Noé, perhaps best known for his brutal examination of love, assault and revenge in Irreversible (Irréversible), here intimates, through his main character who is a film school graduate, that movies should be about “blood, sperm and tears”, and this film lives up to the expected trio of fluids.

But even more copious than Murphy’s seed is his use of the dreaded c-word to cuss out Electra, who is right to suspect he is cheating on her with any girl that shows a passing interest in having him inside her. We simply cannot care one little bit about Murphy’s meltdown, even though the film seems to suggest that this is the only story that is of any interest.

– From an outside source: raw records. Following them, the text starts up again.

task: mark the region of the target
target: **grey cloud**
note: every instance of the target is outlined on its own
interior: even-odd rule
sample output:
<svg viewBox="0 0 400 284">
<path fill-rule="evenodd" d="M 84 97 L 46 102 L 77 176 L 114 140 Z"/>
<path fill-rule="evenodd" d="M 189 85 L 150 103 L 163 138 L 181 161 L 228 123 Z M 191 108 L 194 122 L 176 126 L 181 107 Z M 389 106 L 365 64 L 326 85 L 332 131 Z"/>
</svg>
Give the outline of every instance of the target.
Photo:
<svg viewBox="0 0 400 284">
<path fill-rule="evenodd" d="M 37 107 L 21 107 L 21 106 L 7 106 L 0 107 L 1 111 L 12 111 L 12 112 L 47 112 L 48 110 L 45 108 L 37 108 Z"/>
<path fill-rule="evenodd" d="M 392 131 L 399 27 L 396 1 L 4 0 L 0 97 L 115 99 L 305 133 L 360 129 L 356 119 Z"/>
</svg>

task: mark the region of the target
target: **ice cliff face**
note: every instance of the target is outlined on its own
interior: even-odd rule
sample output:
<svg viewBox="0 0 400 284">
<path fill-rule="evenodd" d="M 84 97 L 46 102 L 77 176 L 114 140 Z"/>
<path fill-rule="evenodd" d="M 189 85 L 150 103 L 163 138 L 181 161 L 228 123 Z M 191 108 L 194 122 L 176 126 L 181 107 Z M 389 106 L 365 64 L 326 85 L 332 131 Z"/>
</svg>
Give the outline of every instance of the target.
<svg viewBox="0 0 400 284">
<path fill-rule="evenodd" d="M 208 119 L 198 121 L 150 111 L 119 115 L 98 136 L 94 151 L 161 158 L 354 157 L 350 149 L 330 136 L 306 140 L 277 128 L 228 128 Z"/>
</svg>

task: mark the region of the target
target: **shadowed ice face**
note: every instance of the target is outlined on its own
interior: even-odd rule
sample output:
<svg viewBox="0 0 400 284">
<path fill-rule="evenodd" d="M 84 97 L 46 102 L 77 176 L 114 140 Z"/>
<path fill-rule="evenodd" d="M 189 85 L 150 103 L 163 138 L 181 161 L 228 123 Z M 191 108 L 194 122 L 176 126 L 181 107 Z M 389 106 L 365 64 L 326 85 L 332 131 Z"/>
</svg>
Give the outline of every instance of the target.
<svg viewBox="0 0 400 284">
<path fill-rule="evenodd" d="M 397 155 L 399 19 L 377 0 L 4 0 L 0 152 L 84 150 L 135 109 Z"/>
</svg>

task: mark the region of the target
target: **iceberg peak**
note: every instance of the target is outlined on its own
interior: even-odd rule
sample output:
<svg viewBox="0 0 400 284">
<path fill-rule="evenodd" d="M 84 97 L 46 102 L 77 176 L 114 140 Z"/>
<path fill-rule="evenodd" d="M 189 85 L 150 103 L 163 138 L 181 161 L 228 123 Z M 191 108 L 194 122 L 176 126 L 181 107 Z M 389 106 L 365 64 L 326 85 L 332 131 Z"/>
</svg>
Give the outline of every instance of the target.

The film’s major flaw, and there are many to choose from, is that it does not enable us to empathise with its main character. Even worse, we are not particularly interested in him or his way of thinking, because his actions appear to be primitive, and although far from unexpected, his betrayal of his girlfriend is despicable.

The acting is terrible, and especially the scenes of high melodrama, namely the shouting matches between him and his girlfriend, are laughably amateurish. Contrast them with the break-up scene in Blue is the Warmest Colour, and you will quickly see what these scenes are supposed to look like if they are to have even a shred of credibility.

Noé, whose unconventional use of the cinematic medium in both visual and narrative terms was laudable in Irreversible, here tries to imitate Jean-Luc Godard’s physical manipulation of the medium by adding black-screen flashes to the entire film, which are not only irritating but pointlessly exhibitionist and silly. Early on in the film, we also get a splashy, full-screen-text definition of Murphy’s Law, because, you know, the main character is called “Murphy”.

And then there is director Gaspar Noé’s masturbatory references to himself. Not only is Murphy’s son named “Gaspar”, but Murphy’s ex hooks up with an “artist” named Noé, played by – you guessed it – the director himself. These names are repeated often enough for us to recognise what Noé is up to, but we never get close to understanding why he is behaving like such a neophyte. Who, except the most amateur of filmmakers, would engage in such ill-conceived grandstanding?

Because of their unconventional nature, the unreserved depictions of sex often harm whatever serious intent Noé had with his story, and some of the particularly graphic moments elicit laughter instead of compassion. This film had no reason to be. Its director obviously thought people would get a kick from unsimulated sex, but unlike Lars von Trier’s amazing look at sex in the double-volume modern-day masterpiece Nymphomaniac, Noé’s film is a fluff piece that has as much to do with love as with serious filmmaking, which is almost nothing at all.